East Caucasian villages: coordinates and languages

This repository contains a dataset with a list of villages in the eastern Caucasus, their coordinates and the (main) language spoken there. It can be used to plot maps on East Caucasian languages or the languages of Daghestan using the Lingtypology package for R.

Feel free to use the data. If you find any mistakes, please create an issue here on Github.

Data format is tsv (or tab-separated csv).

Cite

Moroz, George, & Verhees, Samira. (2020). East Caucasian villages dataset (Version v2.0) [Data set]. Zenodo. https://doi.org/10.5281/zenodo.5588473

Acknowledgments

The first batch of data (all villages of Daghestan and the language spoken there), was mined by George Moroz. Daria Ignatenko (a student of the School of Linguistics at HSE University Moscow) also worked on the first version of the script.

The second batch (all villages of Chechnya and Ingushetia), was mined by George Moroz. Some inaccuracies in the data were corrected in the process of working with them.

The third batch was created manually and contains the Avar-speaking villages in the Zaqatala and Belokan regions of Azerbaijan, and the Bezhta and Avar villages in the Kakheti region of Georgia. Thanks to Matt Zaslansky for his help locating some villages in Zaqatala. Chechen speaking villages in Georgia were added following an issue created by Jesse Wichers Schreur.

The fourth (seperate) batch was created by collapsing Yuri Koryakov's database with census and language information (see also: Multidagestan > Census. All census data were merged by George Moroz, Cyrillic and Latin village name correspondences were made by Lev Kazakevich. All of these data were finally merged with the previous version of the villages dataset by George Moroz. See the files in the folder data > extra.

The fifth batch of data consists of an annotation of dialect affiliations for the villages, based on available literature. This task was carried out by Inga Kartozia and Kirill Koncha (both students of the School of Linguistics at HSE University Moscow). The data were subsequently edited by me (Samira Verhees), during which I got a lot of help from Yuri Koryakov.

The sixth batch of data consists of Tat-speaking villages in the area (limited to those which still had a Tat-speaking community in the 20th century), entered manually based on the work of Murad Suleymanov.

Contact

If you have any questions or comments about the dataset, write a letter to jh.verhees at gmail.

Projects

Typological atlas of the languages of Daghestan created by a team from the Linguistic Convergence Laboratory (beta version)
Database of Gender Systems in Nakh-Daghestanian languages created by Inga Kartozia

Data

The data consists of several subsets (see documentation in folder subsets), which are updated when new information becomes available. The main file is created from these subsets using the script *create_datasets.R in folder data.

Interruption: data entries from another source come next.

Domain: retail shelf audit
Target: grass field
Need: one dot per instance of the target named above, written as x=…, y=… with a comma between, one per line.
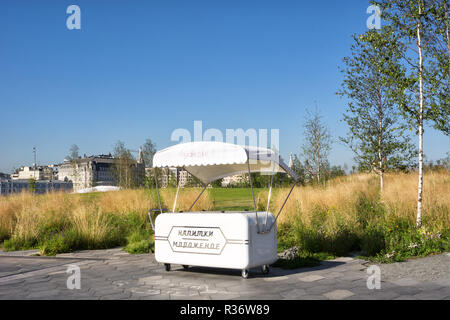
x=347, y=214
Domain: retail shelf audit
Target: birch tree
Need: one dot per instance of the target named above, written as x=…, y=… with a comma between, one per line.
x=316, y=146
x=413, y=23
x=374, y=81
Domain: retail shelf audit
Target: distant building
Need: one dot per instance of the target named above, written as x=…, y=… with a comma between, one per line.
x=95, y=171
x=37, y=173
x=4, y=176
x=10, y=186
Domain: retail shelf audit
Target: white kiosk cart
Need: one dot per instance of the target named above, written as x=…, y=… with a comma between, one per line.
x=235, y=240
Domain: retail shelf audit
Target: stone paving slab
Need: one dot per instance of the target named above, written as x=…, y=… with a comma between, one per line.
x=115, y=274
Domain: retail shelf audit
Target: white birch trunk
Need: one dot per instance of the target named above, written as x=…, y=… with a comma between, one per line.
x=420, y=186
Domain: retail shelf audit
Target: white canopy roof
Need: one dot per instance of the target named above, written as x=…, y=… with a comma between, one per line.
x=211, y=160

The latest version of the dataset (villages in the folder data) consists of a single table with the following parameters:

id - unique id for each entry
village - name of the village in Latin script
rus_village - name of the village in Cyrillic script
village_altnames - alternative names for the village, for now mostly empty
lat - latitudinal coordinates
lon - longitudinal coordinates
coord_source - source from which the coordinates were retrieved (not always clear)
settlement_type - e.g. village or hamlet, for now mostly empty
lang - language spoken in the village
aff - branch to which the language belongs; mentions only uncontroversial group membership and takes an agnostic stance towards grouping among branches
family - language family
republic - republic where the language is spoken
region - administrative district to which the village belongs (still mostly empty)
elevation - altitude of the village (approximately)
kutans - whether the village is a relatively new settlement in the north of Dagestan or not

The dialect levels are organized from macro-groups like Southern Avar (dialect_toplevel) to village varieties (village_dialect); some groups may show internal branching (all nt - non-toplevel columns). The name for each dialect / level is given in English/Latin and Russian/Cyrillic (column names ending in cyr).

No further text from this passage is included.